Vorwahlprognosen zu Bayern
Ich habe ein gemischtes Verhältnis zur Demoskopie. Es gibt da durchaus eine saubere statistische Grundlage, wissenschaftlich abgesichert. Aber dann gibt es da die Umfrageinstitute, die „längerfristige Überzeugungen“ von Wählern bzw. Befragten berücksichtigen und dadurch ein undurchschaubares Geflecht an Einflussfaktoren nach Gutdünken in die statistische Grundlage einfließen lassen. Dazu die unterschiedlichen Befragungsarten – wie präzise kann eine Telefonumfrage sein, wenn man eine kleine Stichprobe hat und immer mehr Menschen sich einen Spaß daraus machen, absurde und bewusst falsche Angaben zu machen? Und warum werden in den Medien eigentlich nicht die essentiell wichtigen Fehlermargen berichtet? OK, rhetorische Frage – weder der durchschnittliche Leser noch der durchschnittliche Journalist versteht genug von Statistik, um zu verstehen, warum das eigentlich essentiell ist. Siehe auch „Klimamodelle“ – aber ich schweife ab.

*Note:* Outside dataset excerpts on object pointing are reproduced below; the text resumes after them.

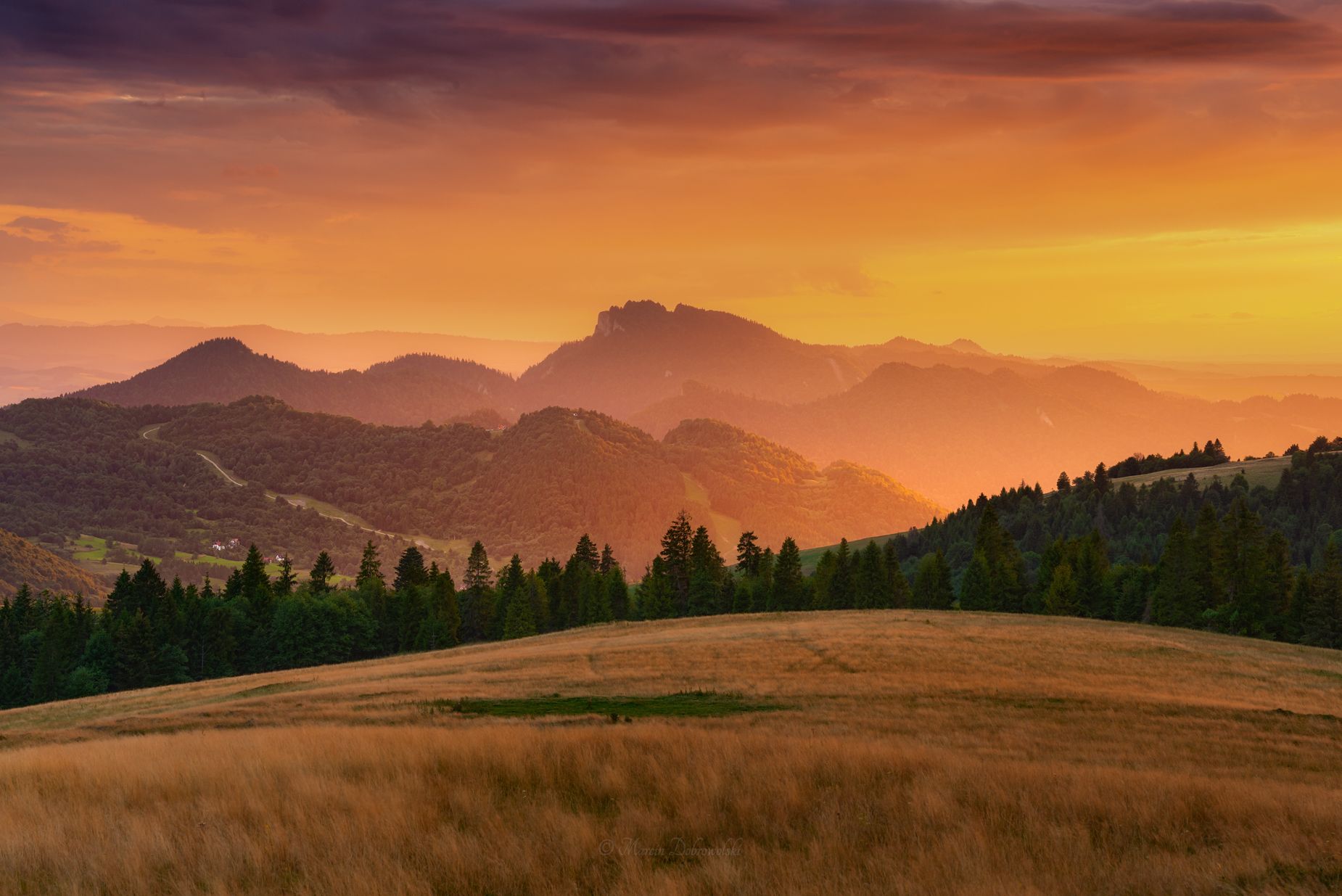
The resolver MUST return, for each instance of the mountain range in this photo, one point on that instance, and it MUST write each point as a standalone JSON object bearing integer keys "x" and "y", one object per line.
{"x": 556, "y": 472}
{"x": 404, "y": 390}
{"x": 42, "y": 358}
{"x": 948, "y": 422}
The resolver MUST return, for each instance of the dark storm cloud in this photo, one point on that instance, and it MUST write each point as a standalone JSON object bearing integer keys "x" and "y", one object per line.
{"x": 390, "y": 57}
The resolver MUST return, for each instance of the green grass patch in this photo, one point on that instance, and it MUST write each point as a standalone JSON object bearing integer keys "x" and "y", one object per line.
{"x": 697, "y": 704}
{"x": 12, "y": 439}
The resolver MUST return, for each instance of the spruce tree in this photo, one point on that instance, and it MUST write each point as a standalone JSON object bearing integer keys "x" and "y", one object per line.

Nun kann man dank wahlrecht.de ja übersichtlich sämtliche Umfragen der einschlägigen Meinungsforschungsinstitute begutachten, auch in ihrem zeitlichen Verlauf. Nach dem Fiasko der Meinungsforscher bei Trump und Brexit ist die Glaubwürdigkeit ja durchaus angeschlagen, und so nehme ich mir die Freiheit eine „Gegenprognose“ zu machen – so rein aus Bauchgefühl, Jux und Dollerei.
Hier kann man die Sonntagsfragenergebnisse für die bayrische Landtagswahl nachlesen. In den aktuellsten Umfragen der Institute sieht man die CSU bei 33-35%, die Grünen bei 16-19%, die AfD bei 10-14%, die SPD bei 10-12%, die Freien Wähler bei 10-12%, die FDP bei 5-6% und die SED bei 4-5% (mit klarer Tendenz zu „nicht im Landtag“).
Mein Bauchgefühl ist: CSU unterschätzt, AfD unterschätzt, Grüne überschätzt, Rest könnte passen. Die „Sonstigen“ taxiere ich mal auf 4%, und so lautet meine Prognose: CSU 37%, AfD 15%, Grüne 14%, FW 11%, SPD 11%, FDP 5%, SED 3%.
Das würde nach meiner Einschätzung auf eine Regierung CSU + FW + ggf. falls als Mehrheitsbeschaffer noch notwendig FDP rauslaufen. Für CSU + Grüne reicht meine Phantasie nicht, die bayrischen Grünen sind eine seltsame Ansammlung linksradikaler Ideologen ohne einen Sympathieträger wie Kretschmann in B-W, und die nicht endenden Auftritte vom Hofreiters Toni im bayrischen Wahlkampf muss eigentlich die bürgerlichen Grünen-Wähler nachhaltig abschrecken. Frau Schulze ist auch eher schwer vermittelbar, aber Grünen-Wähler waren mir andererseits immer ein Rätsel. Die CSU schätze ich höher ein als die Umfragen weil ich viele Unentschlossene für „eigentlich-CSU-aber-vielleicht-ein-Denkzettel-aber-so-schlecht-sind-wir-mit-denen-nicht-gefahren“-Wähler halte, die letztlich in der Wahlkabine vielleicht auch zähneknirschend ihr Kreuz doch wieder bei der CSU machen werden. Allerdings dachte das die BaWü-CDU auch schon mal.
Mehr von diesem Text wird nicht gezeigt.